Discussion about datasets and dataloaders


(Clément Pinard) #1

Hello there,
I have been working on a pytorch implementation of FlowNet, as it will be useful for me and makes me train to use it. (convergence is still WIP)

However, there has been some issues that I had to solve in order to match my workflow. So I created this topic to either discuss about possible ameliorations in the dataset interface or ameliorations in my own workflow, which i like but may be far from perfect.

transform functions
As dicussed here , currently, transform functions are not supporting coherent transformations between input and target, because the random parameters ( such as flip or not, or crop coordinates) are created within the function call. It won’t be a problem for classification, but will be for all kinds of geometric problems, from Bounding boxes localisation to flow/depth estimation.
To address this issue, i created co_transforms that take both input and target for arguments. that way you can create your own transformation that will keep your target coherent to you augment input.
See it here
The big problem to my mind is the fact that co_transforms and transforms / target_transforms are ambiguous regarding the order we call them. Do we call the co_transforms first or last ? If called last, all co_transforms must deal with pytorch tensors, while when called first, they will deal different kinds of data structures.
In my code, you will see here that I chose to do it first, but before that I hard-coded numpy conversion for images (calling imread from scipy instead of PIL load) to always deal with numpy arrays. This was to me the only way, because transforms and target_transforms have the ToTensor() functions (which i slightly modified in ArrayToTensor() to have the correct HxWxC to CxHxW conversion. What’s more, dealing with PIL operations and numpy array at the same time is very risky as h and w are in reverse order when calling PIL or array functions.

Splitted dataset
I also decided to try a splitted dataset. As suggested by some, the simpliest way is to manually glob files and make two different datasets from image paths lists.

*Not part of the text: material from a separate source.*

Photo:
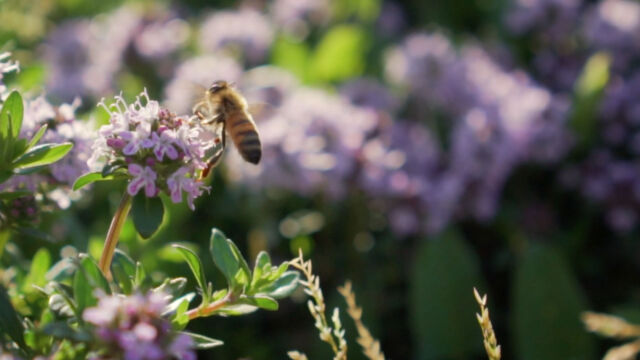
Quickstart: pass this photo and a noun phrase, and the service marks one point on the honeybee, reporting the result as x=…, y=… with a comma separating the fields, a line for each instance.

But i think a splitted dataset is a common need when you are developping your own dataset, so I tried to get it all in a unified class with a split parameter, which applies here to the flying chairs dataset which is just a folder with img pairs and associated flo files. (dataset code )
To move from train dataset to test dataset, you just have to call dataset.eval() or dataset.train() before calling the data loader the same way you do it when putting the network in train or test mode.

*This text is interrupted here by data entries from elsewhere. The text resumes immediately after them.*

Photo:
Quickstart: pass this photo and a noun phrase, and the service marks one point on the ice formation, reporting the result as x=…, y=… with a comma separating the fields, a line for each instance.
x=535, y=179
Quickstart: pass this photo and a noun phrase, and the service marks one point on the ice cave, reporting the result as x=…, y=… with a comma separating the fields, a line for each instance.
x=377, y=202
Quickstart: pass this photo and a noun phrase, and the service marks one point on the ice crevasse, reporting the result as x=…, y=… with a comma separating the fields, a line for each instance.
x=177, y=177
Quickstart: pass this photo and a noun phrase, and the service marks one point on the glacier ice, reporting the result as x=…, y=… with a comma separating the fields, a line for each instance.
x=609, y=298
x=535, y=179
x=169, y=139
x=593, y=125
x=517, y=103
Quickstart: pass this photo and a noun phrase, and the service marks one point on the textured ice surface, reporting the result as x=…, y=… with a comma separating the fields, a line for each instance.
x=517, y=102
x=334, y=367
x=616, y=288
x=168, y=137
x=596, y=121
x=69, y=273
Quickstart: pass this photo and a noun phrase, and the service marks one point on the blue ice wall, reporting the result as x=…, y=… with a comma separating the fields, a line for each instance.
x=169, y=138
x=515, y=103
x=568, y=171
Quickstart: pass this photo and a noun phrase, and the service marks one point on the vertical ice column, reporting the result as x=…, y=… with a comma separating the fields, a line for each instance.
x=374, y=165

Dataloader and splitted dataset
The main problem with this dataset is the fact that DataLoader are not particularly suited for dynamically changing datasets. Especially with samplers. There is currently two different samplers, sequential and random. And both get their dataset length at creation. Is it really saving cpu load to not get it from dataset’s __len__ function each time ? I thus created my own dataset sampler that does not assume dataset length, which permits it to change, here. I also wanted to control my epoch size, in order to run inference test on validation more often, which is useufull for rapidly changing networks. In this code you will see that samples selection is random but without replacement, to make sure we go through the whole dataset before having a chance to select the same sample twice, because when restarting an epoch, official random sampler is reinitialized.

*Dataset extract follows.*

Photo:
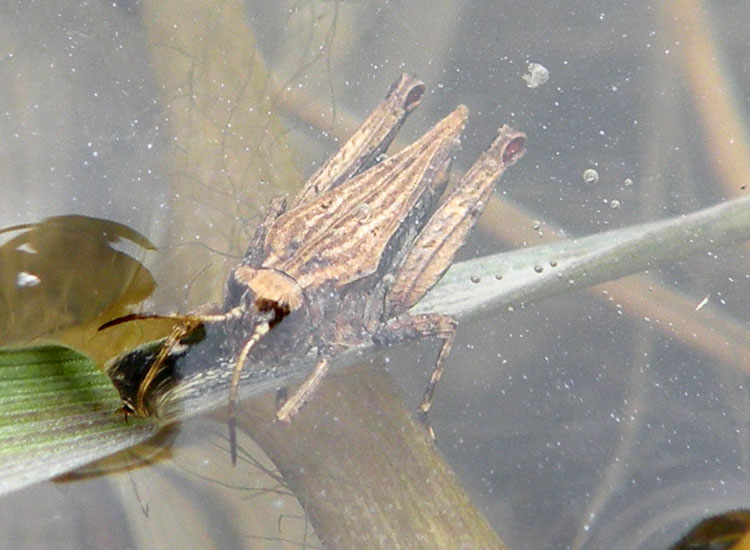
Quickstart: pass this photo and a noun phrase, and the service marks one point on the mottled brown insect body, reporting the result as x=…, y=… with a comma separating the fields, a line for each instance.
x=365, y=239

Difference between dataset and Data Loader
The main issue I had to face and for which i could not find a good workaround is the data augmentation parameter. Basically, data augmentation transformations are dealt with during dataset’s __get__ function so when I call dataset.eval() I shut down the co_transforms which is not necessarily what I want. So you should have either 2x3 set of transformations, 1 set of 3 (transform,target_transformandco_transform` ) for test and for train, or deal with it somewhere else.
And i think it makes more sense to deal with it in Data Loaders, that way you have transformations that are independant from dataset sampling. What I usually did on torch7 was to test every now and then inference on train set, without data augmentation and network set to eval, to see how much we overfit. this makes sense when data augmentation can be e.g. adding noise or blur to input, you should be able to get easily train samples without it.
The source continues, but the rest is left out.